The symbolism of the upward-pointing triangle symbolizes rising energy. The element is sometimes represented by a sword or knife; when paired with the chalice of water, it is referred to as the blade.
In Paracelsian alchemical tradition, the elemental spirits of fire are salamanders.
The fire symbol is derived from the medieval magical Seal of Solomon.
Zodiac signs ruled by the element of fire are: Aries, Leo, and Sagittarius.
|Fire triangle, Tibetan painting
The Catholic Papal Cross is the emblem of the authority of the Pope, head of the Roman Catholic Church.
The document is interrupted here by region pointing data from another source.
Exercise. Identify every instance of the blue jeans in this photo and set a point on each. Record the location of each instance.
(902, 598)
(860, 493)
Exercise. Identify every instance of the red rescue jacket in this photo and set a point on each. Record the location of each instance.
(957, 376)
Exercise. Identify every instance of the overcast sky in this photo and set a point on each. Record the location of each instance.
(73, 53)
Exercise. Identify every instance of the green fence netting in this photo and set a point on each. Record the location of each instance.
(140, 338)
The three bars are usually thought to represent the trinity: God the Father, Jesus the Son and the Holy Spirit.
The Papal cross is often confused with the three armed Cross Lorraine, usually by conspiracy theorists who also confuse the Lorraine Cross with occultist Aleister Crowley’s “Baphomet cross,” a personal esoteric interpretation of the Jerusalem cross.
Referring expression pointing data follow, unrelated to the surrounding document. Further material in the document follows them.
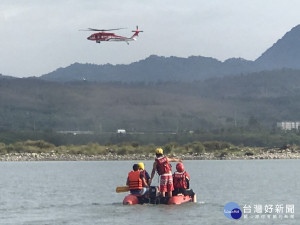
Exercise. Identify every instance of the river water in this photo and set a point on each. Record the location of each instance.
(83, 193)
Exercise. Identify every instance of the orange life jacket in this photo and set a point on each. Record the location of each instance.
(163, 165)
(179, 180)
(135, 181)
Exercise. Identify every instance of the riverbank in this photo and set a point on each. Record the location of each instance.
(263, 155)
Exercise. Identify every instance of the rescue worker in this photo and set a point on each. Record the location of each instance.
(181, 182)
(141, 167)
(136, 182)
(163, 168)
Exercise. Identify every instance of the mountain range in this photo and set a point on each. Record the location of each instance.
(159, 93)
(285, 53)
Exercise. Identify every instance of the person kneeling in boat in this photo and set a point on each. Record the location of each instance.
(136, 182)
(141, 167)
(181, 182)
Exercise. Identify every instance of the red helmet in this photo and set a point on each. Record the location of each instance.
(179, 167)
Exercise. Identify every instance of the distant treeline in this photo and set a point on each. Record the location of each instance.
(253, 100)
(237, 137)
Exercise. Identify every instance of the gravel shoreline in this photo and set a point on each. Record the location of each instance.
(12, 157)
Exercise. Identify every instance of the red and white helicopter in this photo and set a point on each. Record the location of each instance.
(104, 36)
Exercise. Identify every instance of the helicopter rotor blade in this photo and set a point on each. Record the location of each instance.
(102, 30)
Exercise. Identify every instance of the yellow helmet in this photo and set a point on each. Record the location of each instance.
(141, 165)
(159, 151)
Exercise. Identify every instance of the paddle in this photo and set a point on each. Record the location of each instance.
(122, 189)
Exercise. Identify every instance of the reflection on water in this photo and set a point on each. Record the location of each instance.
(84, 192)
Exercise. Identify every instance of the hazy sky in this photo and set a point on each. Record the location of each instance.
(38, 37)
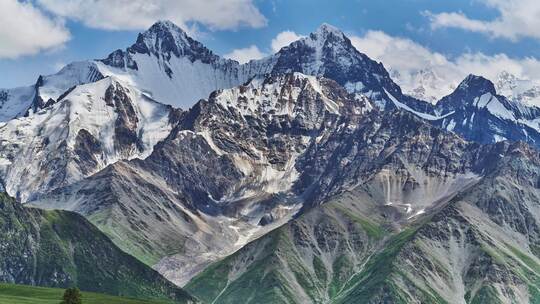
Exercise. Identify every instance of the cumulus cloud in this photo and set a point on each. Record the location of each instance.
(246, 54)
(26, 30)
(283, 39)
(517, 19)
(140, 14)
(412, 64)
(253, 52)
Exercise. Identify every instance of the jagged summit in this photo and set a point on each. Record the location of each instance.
(477, 84)
(325, 29)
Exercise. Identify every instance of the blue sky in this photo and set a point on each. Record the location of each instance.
(451, 29)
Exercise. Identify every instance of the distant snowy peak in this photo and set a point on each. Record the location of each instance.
(476, 112)
(92, 126)
(48, 89)
(163, 40)
(15, 102)
(520, 90)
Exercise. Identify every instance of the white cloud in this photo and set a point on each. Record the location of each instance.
(283, 39)
(140, 14)
(413, 65)
(246, 54)
(25, 30)
(517, 19)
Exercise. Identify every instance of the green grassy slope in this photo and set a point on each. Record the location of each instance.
(62, 249)
(23, 294)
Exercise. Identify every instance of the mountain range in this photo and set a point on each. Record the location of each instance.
(308, 176)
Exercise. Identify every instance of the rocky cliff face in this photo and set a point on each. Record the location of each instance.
(470, 245)
(227, 167)
(307, 176)
(90, 127)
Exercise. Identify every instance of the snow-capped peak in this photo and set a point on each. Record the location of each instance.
(163, 37)
(326, 29)
(477, 84)
(524, 91)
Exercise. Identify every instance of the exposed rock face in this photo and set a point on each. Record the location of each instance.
(478, 113)
(229, 162)
(92, 126)
(308, 175)
(62, 249)
(357, 248)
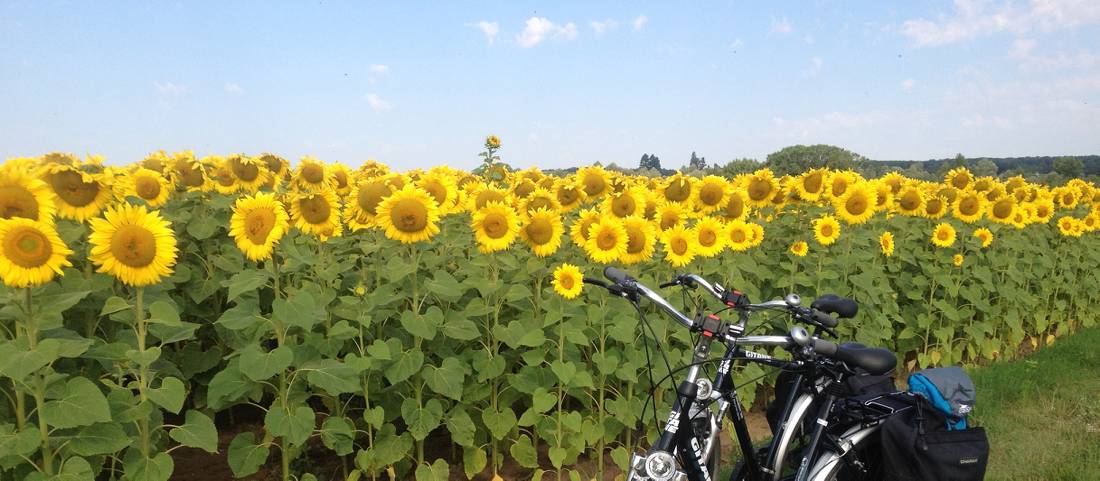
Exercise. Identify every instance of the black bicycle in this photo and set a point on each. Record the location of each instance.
(686, 448)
You can read more about the Cross Lorraine and its history here.
The triskele, or triple spiral, a symbol closely related to the triquetra, is a tripartite symbol composed of three interlocked spirals.
The triple spiral is an ancient Celtic symbol related to the sun, afterlife and reincarnation. The example above comes from the Neolithic “tomb” at Newgrange, where it is supposed by some to be a symbol of pregnancy (the sun describes a spiral in its movements every three months; a triple spiral represents nine months), an idea reinforced by the womb like nature of the structure. The symbol also suggests reincarnation- it is drawn in one continuous line, suggesting a continuous movement of time.
Triskeles are one of the most common elements of Celtic art; they are found in a variety of styles in both ancient and modern Celtic art, especially in relation to depictions of the Mother Goddess. They also evoke the Celtic concept of the domains of material existence- earth, water, and sky, and their interrelations.